2.consume-events-kafka(Scala)
Loading...

Consume Events from Event Hub Kafka endpoint with Azure Schema Registry

We leverage the Event Hub Kafka Surface endpoint to pull data from Event Hub, and parsing with from_avro from the Schema Registry.

Import required modules

import com.microsoft.azure.schemaregistry.spark.avro.functions._;
import java.util._

Schema Registry Property Object

We place the Schema Registry endpoint here, along with our Service Principal info.

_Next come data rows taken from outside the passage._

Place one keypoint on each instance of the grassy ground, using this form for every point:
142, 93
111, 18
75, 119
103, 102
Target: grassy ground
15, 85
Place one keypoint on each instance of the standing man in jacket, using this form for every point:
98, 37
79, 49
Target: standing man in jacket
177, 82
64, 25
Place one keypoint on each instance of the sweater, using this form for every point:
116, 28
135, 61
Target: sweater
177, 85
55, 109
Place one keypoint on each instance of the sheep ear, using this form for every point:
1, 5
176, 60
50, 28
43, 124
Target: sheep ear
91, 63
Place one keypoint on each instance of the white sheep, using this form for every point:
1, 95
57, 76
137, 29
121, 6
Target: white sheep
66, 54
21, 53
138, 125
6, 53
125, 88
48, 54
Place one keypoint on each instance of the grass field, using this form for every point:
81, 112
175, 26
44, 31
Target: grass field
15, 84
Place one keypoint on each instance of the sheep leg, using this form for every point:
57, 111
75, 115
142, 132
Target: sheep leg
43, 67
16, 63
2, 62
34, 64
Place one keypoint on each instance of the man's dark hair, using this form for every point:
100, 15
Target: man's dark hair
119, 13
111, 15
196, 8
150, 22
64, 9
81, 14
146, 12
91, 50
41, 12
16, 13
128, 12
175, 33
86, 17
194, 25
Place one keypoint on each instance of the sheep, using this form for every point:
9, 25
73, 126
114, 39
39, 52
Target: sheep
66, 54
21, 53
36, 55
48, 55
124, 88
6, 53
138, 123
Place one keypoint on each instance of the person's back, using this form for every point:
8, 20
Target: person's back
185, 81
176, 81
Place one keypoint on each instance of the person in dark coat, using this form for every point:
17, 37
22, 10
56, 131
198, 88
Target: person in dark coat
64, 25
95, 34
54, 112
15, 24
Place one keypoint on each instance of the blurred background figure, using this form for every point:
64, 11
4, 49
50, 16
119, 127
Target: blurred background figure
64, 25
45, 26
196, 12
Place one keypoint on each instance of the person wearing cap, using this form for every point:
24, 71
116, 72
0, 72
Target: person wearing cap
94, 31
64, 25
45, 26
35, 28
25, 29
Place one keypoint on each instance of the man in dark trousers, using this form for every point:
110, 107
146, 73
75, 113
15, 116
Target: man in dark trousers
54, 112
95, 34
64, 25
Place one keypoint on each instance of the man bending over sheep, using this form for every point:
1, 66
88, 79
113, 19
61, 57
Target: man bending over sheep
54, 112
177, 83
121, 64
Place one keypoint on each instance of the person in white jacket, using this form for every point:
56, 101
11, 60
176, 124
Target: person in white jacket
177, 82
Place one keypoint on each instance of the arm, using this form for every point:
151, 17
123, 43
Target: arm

NOTE: We're appending http to the schema.registry.url as the Java SDK currently throws an exception if the URL is malformed:

URL Exception

val props: HashMap[String, String] = new HashMap()
  props.put("schema.registry.url", "http://<your-event-hub>.servicebus.windows.net")
  props.put("schema.registry.tenant.id", "<your-azure-ad-tenant-id>")
  props.put("schema.registry.client.id", "<your-client-id>")
  props.put("schema.registry.client.secret", "<your-client-secret>")

Kafka Config

val TOPIC = "<your-topic>"
val BOOTSTRAP_SERVERS = "<your-event-hub>.servicebus.windows.net:9093"
val EH_SASL = "kafkashaded.org.apache.kafka.common.security.plain.PlainLoginModule required username=\"$ConnectionString\" password=\"Endpoint=sb://<your-event-hub>.servicebus.windows.net/;SharedAccessKeyName=<name>;SharedAccessKey=<your-access-key>\";"

Define Spark Dataframe

val df = spark.readStream
    .format("kafka")
    .option("subscribe", TOPIC)
    .option("kafka.bootstrap.servers", BOOTSTRAP_SERVERS)
    .option("kafka.sasl.mechanism", "PLAIN")
    .option("kafka.security.protocol", "SASL_SSL")
    .option("kafka.sasl.jaas.config", EH_SASL)
    .option("kafka.request.timeout.ms", "60000")
    .option("kafka.session.timeout.ms", "60000")
    .option("failOnDataLoss", "false")
    .option("startingOffsets", "earliest")
    .load()

Deserialize with from_avro while pulling the schema from the Schema Registry

val parsed_df = df.select(from_avro($"value", "<your-schema-guid>", props))
display(parsed_df)